People with multiple barriers, including health or mental health issues, may not be employable in the paid workforce, but they can work hard for us at Winnipeg Harvest, helping others. Our volunteers demonstrate the same enthusiasm as they would at a full time paid job! Society needs to value that unpaid work the same as a paid job.
Forty-six per cent of the people who use the food bank are children. Jobs help poor children in poor families and good training for their parents will help open those doors!
AB: I believe you’ve said that you’d like to work yourself out of a job. What conditions would be necessary for Winnipeg Harvest to wrap up? Is it really possible? Or would it require a complete overhaul of our value-poor, economy-driven society?
DN: Yes, we do want to work ourselves out of a job. We are advocating for change within the system, working with our partners to change public policy. We believe governments should once again consider a guaranteed annual income.
We also support one-on-one advocacy. We want our clients to build their knowledge so they can become trainers and mentors in their own communities.
Why, in our plentiful economy, is there no basic human rights legislation entitling people to their basic needs: water, food, fuel and shelter? There is still lots of work to be done.
AB: What would happen if Winnipeg Harvest closed its doors right now? Would anyone really starve?

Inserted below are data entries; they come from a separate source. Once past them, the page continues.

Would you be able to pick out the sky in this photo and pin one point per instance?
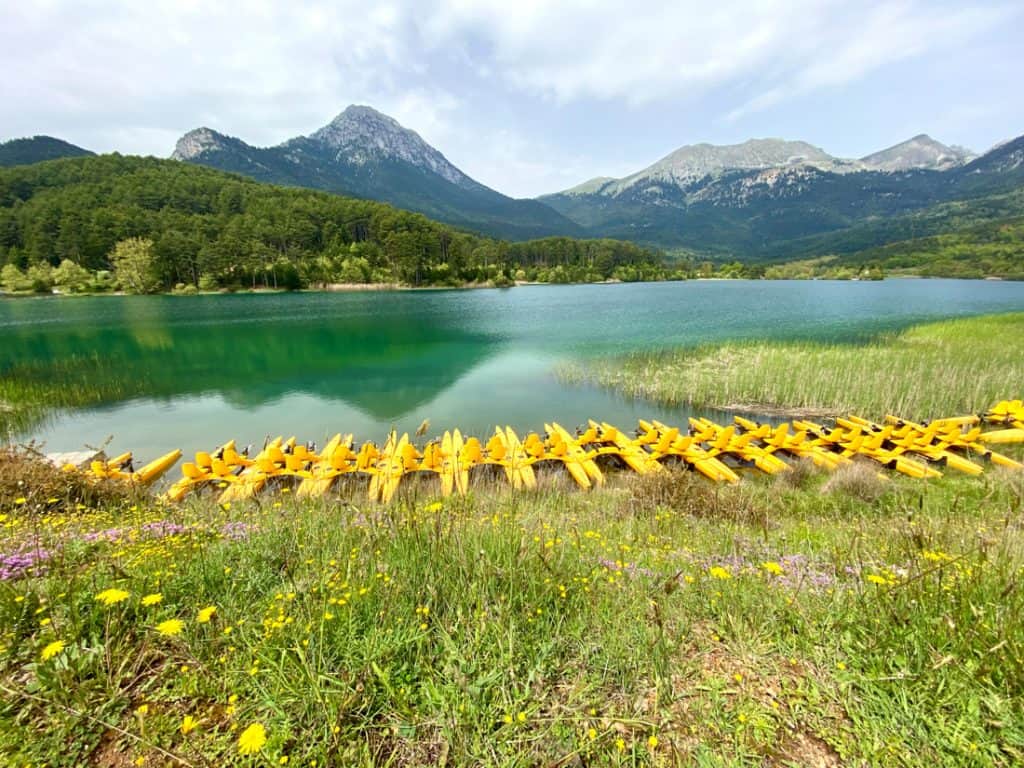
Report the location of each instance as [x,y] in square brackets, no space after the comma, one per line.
[526,96]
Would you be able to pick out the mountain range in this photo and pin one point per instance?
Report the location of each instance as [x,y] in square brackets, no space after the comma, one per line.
[763,199]
[755,200]
[365,154]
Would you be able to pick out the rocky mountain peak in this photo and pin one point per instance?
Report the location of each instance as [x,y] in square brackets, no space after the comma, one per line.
[198,141]
[360,134]
[920,152]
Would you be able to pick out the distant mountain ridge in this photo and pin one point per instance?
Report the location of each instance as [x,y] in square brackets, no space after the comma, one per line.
[920,152]
[761,199]
[366,154]
[37,150]
[752,200]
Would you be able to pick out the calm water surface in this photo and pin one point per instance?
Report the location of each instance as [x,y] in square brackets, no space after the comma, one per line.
[158,373]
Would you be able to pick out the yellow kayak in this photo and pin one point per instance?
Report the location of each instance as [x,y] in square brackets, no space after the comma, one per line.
[323,472]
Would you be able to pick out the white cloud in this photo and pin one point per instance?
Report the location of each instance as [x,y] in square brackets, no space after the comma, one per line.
[646,51]
[129,76]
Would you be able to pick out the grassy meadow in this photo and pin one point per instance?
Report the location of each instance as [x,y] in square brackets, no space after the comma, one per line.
[939,369]
[659,621]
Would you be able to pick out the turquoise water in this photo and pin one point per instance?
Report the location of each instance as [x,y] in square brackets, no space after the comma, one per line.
[158,373]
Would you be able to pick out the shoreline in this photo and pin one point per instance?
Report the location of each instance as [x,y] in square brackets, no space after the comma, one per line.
[400,288]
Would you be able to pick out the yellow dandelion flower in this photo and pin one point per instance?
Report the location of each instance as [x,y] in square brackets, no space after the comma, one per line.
[171,627]
[112,596]
[252,739]
[206,613]
[51,650]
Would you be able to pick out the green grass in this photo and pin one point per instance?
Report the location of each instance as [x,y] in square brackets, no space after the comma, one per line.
[550,628]
[941,369]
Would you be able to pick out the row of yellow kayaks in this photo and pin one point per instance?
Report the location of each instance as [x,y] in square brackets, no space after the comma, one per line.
[121,468]
[717,452]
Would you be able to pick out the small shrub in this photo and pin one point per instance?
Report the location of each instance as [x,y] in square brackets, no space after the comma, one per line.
[686,492]
[802,473]
[857,479]
[26,474]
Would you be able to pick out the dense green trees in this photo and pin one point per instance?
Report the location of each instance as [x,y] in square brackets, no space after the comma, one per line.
[158,224]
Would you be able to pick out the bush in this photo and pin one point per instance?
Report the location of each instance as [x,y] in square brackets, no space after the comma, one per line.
[40,278]
[71,278]
[27,474]
[858,479]
[13,280]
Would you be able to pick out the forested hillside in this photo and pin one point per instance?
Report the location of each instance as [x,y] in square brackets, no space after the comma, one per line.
[36,150]
[180,224]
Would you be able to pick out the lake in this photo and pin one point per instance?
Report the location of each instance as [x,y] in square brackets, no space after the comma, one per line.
[168,372]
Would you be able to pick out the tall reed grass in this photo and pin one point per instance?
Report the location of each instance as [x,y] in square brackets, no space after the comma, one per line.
[941,369]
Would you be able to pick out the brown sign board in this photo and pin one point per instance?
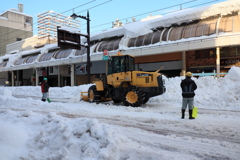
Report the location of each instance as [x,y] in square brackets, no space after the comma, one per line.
[68,40]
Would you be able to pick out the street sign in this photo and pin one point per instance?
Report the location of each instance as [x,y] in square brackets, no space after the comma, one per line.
[105,55]
[105,58]
[105,52]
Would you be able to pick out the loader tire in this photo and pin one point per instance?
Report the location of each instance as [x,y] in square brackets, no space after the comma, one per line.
[93,94]
[145,100]
[116,100]
[133,96]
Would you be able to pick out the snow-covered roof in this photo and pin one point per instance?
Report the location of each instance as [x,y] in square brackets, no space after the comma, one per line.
[15,11]
[183,16]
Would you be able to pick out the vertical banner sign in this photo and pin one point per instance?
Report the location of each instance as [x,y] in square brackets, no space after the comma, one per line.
[105,55]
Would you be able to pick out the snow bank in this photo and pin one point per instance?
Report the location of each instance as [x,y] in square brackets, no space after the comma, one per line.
[215,93]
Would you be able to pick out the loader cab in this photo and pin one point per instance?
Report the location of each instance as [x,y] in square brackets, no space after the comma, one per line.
[121,63]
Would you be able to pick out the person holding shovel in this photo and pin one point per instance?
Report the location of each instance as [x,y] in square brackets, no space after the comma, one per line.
[44,89]
[188,87]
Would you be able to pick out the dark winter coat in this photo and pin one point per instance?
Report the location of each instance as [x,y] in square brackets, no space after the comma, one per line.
[44,86]
[188,87]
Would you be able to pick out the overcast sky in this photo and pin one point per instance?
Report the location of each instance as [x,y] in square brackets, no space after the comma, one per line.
[104,12]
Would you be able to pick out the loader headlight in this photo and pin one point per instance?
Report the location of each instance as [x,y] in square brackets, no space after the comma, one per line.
[143,74]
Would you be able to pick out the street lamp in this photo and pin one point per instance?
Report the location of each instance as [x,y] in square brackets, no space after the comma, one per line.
[74,16]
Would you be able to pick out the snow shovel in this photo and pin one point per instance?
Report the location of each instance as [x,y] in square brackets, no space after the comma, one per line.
[195,111]
[48,99]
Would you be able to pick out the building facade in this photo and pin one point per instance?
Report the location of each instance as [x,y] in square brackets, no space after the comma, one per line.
[204,39]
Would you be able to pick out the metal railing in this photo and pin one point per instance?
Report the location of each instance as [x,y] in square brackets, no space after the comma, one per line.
[203,74]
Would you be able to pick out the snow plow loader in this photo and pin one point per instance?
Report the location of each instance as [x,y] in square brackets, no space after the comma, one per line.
[123,84]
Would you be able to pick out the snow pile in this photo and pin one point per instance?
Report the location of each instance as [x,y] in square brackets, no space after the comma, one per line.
[32,129]
[211,92]
[53,137]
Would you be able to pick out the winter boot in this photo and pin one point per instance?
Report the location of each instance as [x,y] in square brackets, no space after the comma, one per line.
[190,114]
[183,113]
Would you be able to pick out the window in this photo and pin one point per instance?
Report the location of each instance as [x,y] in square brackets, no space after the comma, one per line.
[50,69]
[206,53]
[232,51]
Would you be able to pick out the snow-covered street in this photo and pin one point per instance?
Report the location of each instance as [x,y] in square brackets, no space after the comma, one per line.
[70,129]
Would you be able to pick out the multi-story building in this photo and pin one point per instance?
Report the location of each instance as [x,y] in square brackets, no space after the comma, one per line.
[14,26]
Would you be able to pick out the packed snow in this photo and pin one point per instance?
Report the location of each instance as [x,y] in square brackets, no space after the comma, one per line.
[71,129]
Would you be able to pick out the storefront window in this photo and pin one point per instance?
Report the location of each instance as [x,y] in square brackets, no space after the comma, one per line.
[206,53]
[230,51]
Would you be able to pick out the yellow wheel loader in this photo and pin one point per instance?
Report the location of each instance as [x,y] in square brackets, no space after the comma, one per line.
[125,84]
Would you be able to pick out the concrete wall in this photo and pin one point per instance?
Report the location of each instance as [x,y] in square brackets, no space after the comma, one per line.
[14,25]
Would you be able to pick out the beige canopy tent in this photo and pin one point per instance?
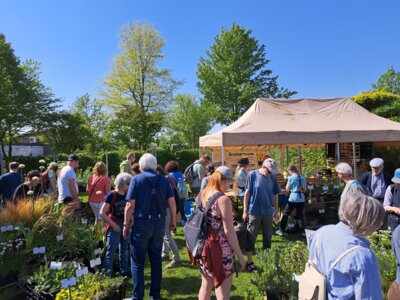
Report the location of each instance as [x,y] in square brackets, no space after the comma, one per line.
[302,121]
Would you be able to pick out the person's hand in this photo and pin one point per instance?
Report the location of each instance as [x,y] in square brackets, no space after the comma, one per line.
[242,263]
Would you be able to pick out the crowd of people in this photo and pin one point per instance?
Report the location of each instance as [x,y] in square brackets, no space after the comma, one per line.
[140,214]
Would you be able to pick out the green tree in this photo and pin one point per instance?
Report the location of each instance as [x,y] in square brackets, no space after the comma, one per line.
[384,104]
[189,119]
[388,82]
[136,78]
[134,128]
[234,73]
[24,101]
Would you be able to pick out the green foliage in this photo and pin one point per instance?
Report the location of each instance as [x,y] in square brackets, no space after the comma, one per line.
[233,74]
[189,120]
[388,82]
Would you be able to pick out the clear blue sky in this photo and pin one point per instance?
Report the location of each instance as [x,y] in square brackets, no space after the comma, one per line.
[318,48]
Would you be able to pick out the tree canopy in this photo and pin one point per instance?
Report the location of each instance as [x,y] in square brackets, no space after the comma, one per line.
[234,73]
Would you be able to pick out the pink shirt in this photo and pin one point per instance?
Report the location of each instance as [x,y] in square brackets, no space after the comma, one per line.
[98,187]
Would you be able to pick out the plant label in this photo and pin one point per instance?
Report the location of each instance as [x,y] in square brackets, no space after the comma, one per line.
[68,282]
[60,237]
[95,262]
[55,265]
[39,250]
[81,272]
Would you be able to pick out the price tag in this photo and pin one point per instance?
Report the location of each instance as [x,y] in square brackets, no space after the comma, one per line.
[39,250]
[68,282]
[95,262]
[55,265]
[81,272]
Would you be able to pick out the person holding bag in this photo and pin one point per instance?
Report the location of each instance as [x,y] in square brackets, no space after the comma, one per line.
[296,186]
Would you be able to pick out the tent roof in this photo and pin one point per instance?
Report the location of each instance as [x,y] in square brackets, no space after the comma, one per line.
[304,121]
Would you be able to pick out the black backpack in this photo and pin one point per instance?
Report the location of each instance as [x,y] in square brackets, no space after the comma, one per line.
[195,230]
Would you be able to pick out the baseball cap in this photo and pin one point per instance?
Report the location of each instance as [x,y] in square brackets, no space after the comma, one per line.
[270,164]
[225,171]
[376,162]
[73,157]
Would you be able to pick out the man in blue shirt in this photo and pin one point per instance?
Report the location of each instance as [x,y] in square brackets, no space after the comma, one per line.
[145,213]
[260,206]
[10,181]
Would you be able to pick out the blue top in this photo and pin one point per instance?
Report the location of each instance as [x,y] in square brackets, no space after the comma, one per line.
[293,185]
[262,189]
[8,184]
[146,203]
[396,250]
[356,275]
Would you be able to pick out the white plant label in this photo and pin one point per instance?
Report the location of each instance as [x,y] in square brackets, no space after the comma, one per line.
[81,272]
[39,250]
[68,282]
[95,262]
[60,237]
[55,265]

DN: Yes. Children. Right now, we know of mothers who eat only one meal a day, so their kids can eat three meals a day. To remove their last bit of hope for food would be a harshness I hope we never go to. Surely we’re a more loving and respectful society than to use children and poor women as a political fulcrum.
AB: It’s been said that society should be judged by how it treats its weakest members. How should we be judged?
DN: The problem with judging is that through the eyes of someone who enjoys influence and wealth, things look much better than they do through the eyes of the bottom one-fifth of society. As the separation between rich and poor grows in Canada, we have to look at doing things differently.
We will be judged on our heart – our heart for international and domestic issues. There is still much work to be done on both fronts.